Молодые люди прислушиваются, улыбаются и подмигивают друг другу. Один из них шепотом говорит: ну, вот! значит, и насчет лакомства сомневаться нечего!
- Только тяжеленько им будет, супруге-то вашей! - продолжает один из прежних голосов, - ведь там ни съесть, ни испить слатенько...
- И! что вы! да там, говорят, такая баранина... В седьмом углу:
- Откровенно вам доложу: я уж маленько от медицины-то поотстал, потому что и выпущен-то я из академии почесть что при царе Горохе. Однако, травки некоторые еще знаю...

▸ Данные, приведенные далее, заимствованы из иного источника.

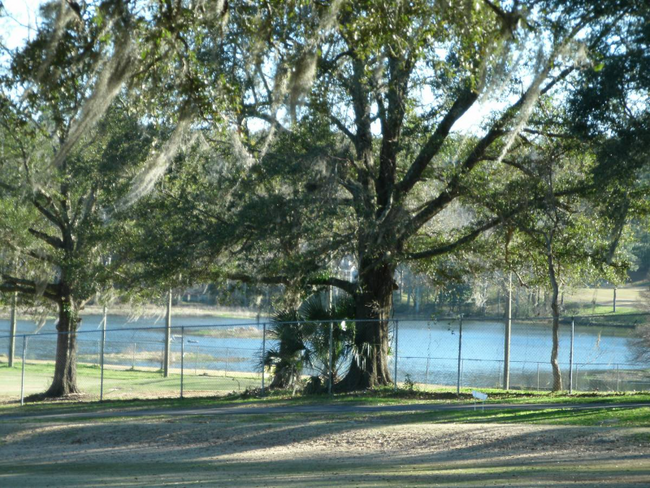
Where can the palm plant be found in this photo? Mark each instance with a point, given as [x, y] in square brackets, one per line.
[303, 340]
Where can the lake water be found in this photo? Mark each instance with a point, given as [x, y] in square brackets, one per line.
[427, 351]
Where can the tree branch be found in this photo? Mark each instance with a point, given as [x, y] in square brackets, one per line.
[464, 101]
[344, 285]
[55, 242]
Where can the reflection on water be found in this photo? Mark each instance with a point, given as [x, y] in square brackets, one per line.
[427, 351]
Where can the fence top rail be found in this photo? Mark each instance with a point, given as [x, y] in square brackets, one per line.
[501, 318]
[204, 326]
[328, 321]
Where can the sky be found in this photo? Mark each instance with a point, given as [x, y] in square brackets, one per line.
[20, 20]
[19, 17]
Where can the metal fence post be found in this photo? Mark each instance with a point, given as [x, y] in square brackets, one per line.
[101, 359]
[13, 327]
[168, 334]
[225, 373]
[396, 344]
[331, 358]
[263, 353]
[182, 358]
[573, 332]
[460, 353]
[22, 374]
[507, 336]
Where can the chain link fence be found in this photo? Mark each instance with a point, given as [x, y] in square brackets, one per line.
[205, 360]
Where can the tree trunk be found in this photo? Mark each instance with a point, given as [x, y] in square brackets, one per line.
[65, 370]
[369, 368]
[555, 308]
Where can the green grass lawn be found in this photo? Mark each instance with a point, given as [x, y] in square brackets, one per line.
[136, 390]
[120, 383]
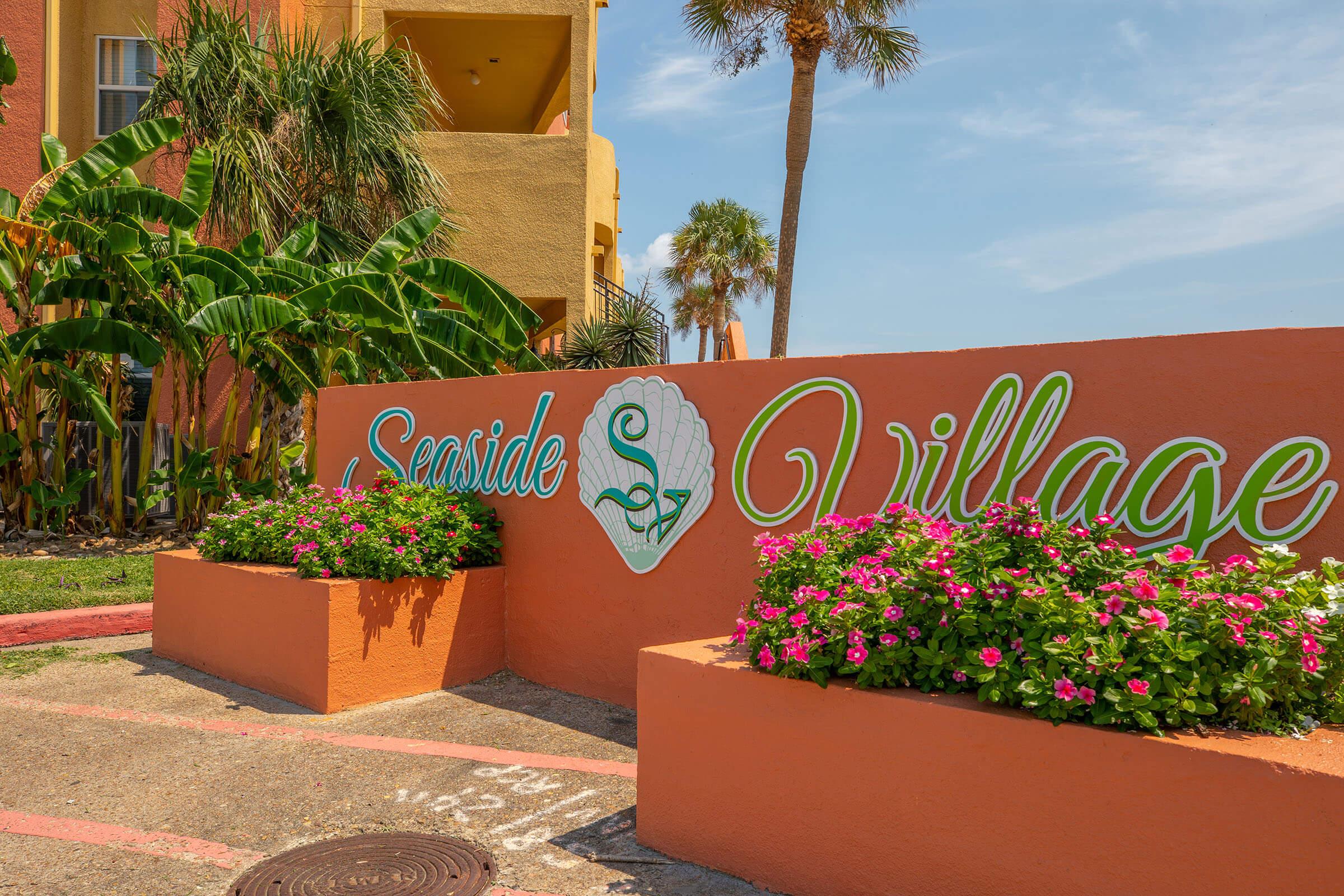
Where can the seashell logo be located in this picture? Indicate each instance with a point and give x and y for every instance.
(646, 468)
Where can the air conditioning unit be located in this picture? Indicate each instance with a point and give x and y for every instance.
(85, 444)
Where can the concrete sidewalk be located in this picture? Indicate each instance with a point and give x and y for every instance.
(139, 777)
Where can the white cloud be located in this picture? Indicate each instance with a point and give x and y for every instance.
(1132, 35)
(1221, 152)
(655, 257)
(676, 85)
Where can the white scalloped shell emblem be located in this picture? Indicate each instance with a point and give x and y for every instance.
(646, 468)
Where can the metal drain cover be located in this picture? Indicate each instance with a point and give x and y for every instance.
(373, 866)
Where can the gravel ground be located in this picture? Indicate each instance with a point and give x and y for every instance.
(269, 796)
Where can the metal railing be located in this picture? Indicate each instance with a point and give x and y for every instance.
(609, 293)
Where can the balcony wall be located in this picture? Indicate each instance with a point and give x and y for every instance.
(519, 200)
(603, 189)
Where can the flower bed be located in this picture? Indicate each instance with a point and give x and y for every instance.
(902, 792)
(328, 644)
(385, 533)
(1063, 621)
(367, 615)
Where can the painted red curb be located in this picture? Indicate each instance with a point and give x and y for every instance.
(153, 843)
(81, 622)
(337, 739)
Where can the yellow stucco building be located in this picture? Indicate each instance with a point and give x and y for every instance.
(534, 189)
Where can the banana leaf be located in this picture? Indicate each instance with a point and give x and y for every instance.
(104, 335)
(232, 262)
(400, 241)
(300, 244)
(105, 160)
(55, 292)
(198, 183)
(503, 316)
(143, 203)
(242, 316)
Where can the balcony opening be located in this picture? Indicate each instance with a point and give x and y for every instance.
(498, 73)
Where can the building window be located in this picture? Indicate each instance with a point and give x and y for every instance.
(124, 69)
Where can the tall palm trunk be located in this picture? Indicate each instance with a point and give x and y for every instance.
(147, 448)
(797, 144)
(179, 493)
(721, 318)
(119, 506)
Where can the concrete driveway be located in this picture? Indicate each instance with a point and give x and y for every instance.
(132, 776)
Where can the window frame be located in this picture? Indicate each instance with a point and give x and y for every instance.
(97, 80)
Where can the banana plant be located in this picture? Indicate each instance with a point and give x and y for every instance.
(246, 323)
(97, 206)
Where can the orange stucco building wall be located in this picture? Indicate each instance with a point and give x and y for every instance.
(578, 615)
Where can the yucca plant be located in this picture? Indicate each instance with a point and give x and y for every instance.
(588, 347)
(633, 332)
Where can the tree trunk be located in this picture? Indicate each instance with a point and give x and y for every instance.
(119, 506)
(179, 494)
(147, 448)
(797, 143)
(721, 318)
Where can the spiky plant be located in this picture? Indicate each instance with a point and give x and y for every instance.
(632, 327)
(304, 128)
(588, 347)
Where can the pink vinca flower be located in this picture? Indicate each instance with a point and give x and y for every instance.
(1180, 554)
(1155, 617)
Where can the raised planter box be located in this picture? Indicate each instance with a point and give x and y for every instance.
(328, 644)
(842, 792)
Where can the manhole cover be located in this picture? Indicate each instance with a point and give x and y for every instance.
(373, 866)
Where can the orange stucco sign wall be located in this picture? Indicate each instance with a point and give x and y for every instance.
(631, 497)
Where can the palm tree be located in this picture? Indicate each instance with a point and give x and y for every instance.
(857, 35)
(694, 309)
(303, 128)
(727, 248)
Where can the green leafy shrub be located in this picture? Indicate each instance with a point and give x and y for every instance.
(1063, 621)
(384, 533)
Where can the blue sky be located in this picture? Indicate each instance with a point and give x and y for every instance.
(1058, 170)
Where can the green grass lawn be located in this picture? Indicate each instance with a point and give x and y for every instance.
(30, 586)
(18, 662)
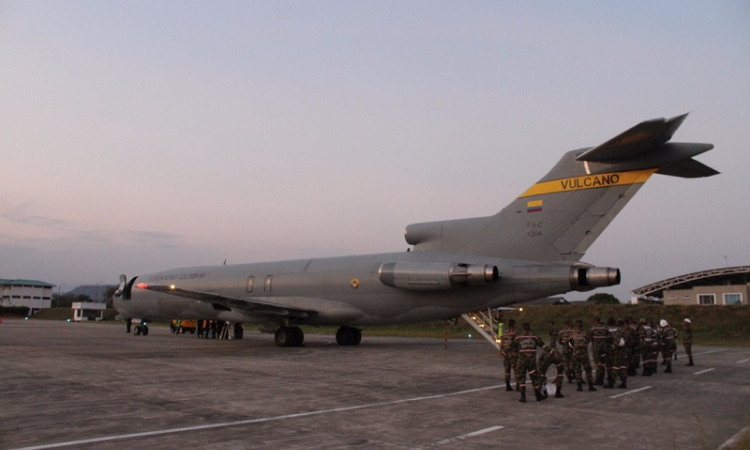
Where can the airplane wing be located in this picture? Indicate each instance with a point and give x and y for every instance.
(249, 306)
(640, 139)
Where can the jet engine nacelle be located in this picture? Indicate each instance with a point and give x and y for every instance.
(431, 276)
(541, 280)
(588, 278)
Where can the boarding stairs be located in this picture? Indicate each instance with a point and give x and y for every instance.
(485, 324)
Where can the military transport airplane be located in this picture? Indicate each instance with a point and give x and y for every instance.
(530, 249)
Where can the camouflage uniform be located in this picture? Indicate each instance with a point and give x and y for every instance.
(552, 357)
(622, 350)
(567, 351)
(525, 344)
(580, 342)
(510, 356)
(687, 341)
(668, 345)
(649, 348)
(634, 359)
(600, 348)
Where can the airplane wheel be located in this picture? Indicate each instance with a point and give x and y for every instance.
(348, 336)
(284, 337)
(299, 336)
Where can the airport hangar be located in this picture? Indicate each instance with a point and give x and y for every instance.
(724, 286)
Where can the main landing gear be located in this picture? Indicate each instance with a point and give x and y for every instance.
(289, 337)
(348, 336)
(141, 329)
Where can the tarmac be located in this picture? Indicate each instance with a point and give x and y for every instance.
(92, 386)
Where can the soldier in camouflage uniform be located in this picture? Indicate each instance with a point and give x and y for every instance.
(552, 357)
(567, 351)
(579, 340)
(611, 331)
(649, 347)
(668, 343)
(622, 350)
(687, 340)
(600, 348)
(634, 360)
(525, 344)
(510, 357)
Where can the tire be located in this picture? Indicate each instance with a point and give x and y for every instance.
(348, 336)
(299, 336)
(344, 336)
(284, 337)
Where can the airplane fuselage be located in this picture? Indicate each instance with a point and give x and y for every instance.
(343, 290)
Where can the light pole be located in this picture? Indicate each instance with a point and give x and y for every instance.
(59, 286)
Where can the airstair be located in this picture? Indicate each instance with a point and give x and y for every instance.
(485, 324)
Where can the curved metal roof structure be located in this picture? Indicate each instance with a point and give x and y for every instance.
(726, 275)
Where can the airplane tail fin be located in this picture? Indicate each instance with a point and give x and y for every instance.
(560, 216)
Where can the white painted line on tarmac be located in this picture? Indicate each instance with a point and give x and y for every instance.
(734, 440)
(118, 437)
(630, 392)
(468, 435)
(706, 353)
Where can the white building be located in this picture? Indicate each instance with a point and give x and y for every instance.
(33, 294)
(88, 311)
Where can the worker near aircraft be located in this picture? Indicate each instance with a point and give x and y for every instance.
(510, 356)
(526, 343)
(687, 340)
(579, 340)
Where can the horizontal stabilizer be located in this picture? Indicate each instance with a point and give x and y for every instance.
(688, 168)
(638, 140)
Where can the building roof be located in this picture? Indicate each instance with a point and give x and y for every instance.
(724, 276)
(34, 283)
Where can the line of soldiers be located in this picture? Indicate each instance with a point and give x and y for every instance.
(617, 348)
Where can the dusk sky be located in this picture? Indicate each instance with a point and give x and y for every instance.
(144, 135)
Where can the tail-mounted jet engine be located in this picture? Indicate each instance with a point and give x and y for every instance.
(435, 276)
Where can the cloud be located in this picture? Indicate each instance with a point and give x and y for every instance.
(18, 215)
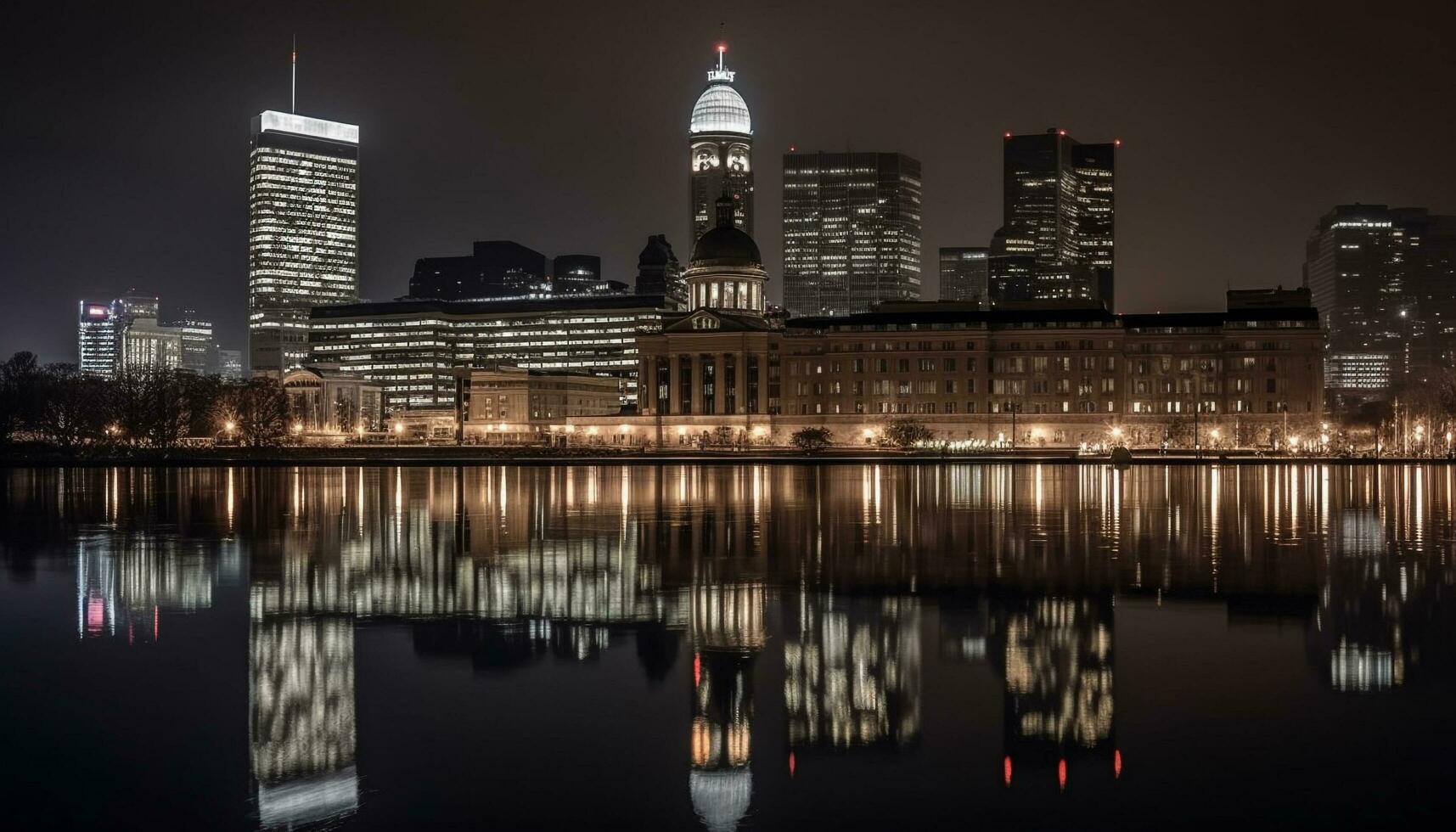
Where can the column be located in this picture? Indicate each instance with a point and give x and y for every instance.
(674, 368)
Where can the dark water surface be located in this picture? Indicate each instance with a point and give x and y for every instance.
(753, 647)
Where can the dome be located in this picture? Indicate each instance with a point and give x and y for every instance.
(720, 110)
(725, 245)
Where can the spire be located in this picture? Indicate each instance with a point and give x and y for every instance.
(725, 209)
(293, 91)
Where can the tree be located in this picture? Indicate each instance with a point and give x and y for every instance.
(812, 439)
(70, 407)
(20, 382)
(904, 433)
(260, 411)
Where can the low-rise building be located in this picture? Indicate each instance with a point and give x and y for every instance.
(413, 349)
(327, 401)
(1028, 376)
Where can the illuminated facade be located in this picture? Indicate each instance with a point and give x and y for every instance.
(1040, 376)
(97, 340)
(413, 349)
(965, 274)
(720, 143)
(199, 350)
(1380, 278)
(851, 231)
(144, 344)
(1057, 211)
(303, 181)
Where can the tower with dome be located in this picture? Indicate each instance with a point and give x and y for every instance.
(720, 138)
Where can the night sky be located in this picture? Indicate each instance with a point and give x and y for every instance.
(562, 126)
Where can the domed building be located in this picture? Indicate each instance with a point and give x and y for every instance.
(712, 364)
(720, 138)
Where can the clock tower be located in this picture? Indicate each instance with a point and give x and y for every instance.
(720, 140)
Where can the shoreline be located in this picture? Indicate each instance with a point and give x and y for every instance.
(475, 457)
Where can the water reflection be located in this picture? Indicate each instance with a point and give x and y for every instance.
(855, 582)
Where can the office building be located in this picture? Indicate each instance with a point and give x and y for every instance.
(303, 188)
(720, 140)
(851, 231)
(659, 273)
(964, 274)
(576, 273)
(1382, 282)
(494, 268)
(148, 346)
(1057, 207)
(230, 364)
(199, 353)
(413, 347)
(97, 340)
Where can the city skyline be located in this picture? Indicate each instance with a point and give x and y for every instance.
(434, 187)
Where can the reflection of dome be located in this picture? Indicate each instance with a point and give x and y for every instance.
(721, 797)
(725, 245)
(721, 110)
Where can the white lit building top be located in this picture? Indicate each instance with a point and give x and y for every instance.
(721, 108)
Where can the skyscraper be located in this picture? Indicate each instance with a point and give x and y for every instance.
(1382, 282)
(97, 340)
(303, 183)
(720, 138)
(851, 231)
(964, 274)
(1059, 199)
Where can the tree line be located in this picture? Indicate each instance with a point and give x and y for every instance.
(57, 405)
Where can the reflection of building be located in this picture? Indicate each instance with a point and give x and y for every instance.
(127, 583)
(851, 231)
(720, 140)
(303, 178)
(97, 340)
(325, 400)
(1056, 655)
(413, 347)
(301, 717)
(852, 671)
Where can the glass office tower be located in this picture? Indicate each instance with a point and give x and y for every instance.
(303, 184)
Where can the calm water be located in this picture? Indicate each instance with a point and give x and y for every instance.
(778, 647)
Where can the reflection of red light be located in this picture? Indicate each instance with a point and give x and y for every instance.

- Конечно! конечно! с них и этого будет!
- Народ простой, непорченый-с. Опять, сказывают, что у них даже простая баранина от многих недугов исцеляет! В восьмом углу:
- Проповедовать - можно! Только вот сказывают, что они по постам баранину лопают, - ну, это истребимо с трудом!
Одним словом, все заканчивают свои речи бараниной, все надеются на баранину, как на каменную гору. Так что мой друг, Сеня Броненосный, слушал, слушал, но наконец не вытерпел и сказал:
- Если эта баранина хоть в сотую долю так вкусна, как об ней говорят, то я уверен, что через полгода в стране не останется ни одного барана!
Увы! такова судьба цивилизующего начала! Оно истребляет туземных баранов и, взамен того, научает обывателей удовлетворяться духовною пищею! Кто в выигрыше? кто в проигрыше? те ли, которые уделяют пришельцу частицу стад своих, или те, которые, в возврат за это, приносят с собой драгоценнейший из всех плодов земных - просвещение?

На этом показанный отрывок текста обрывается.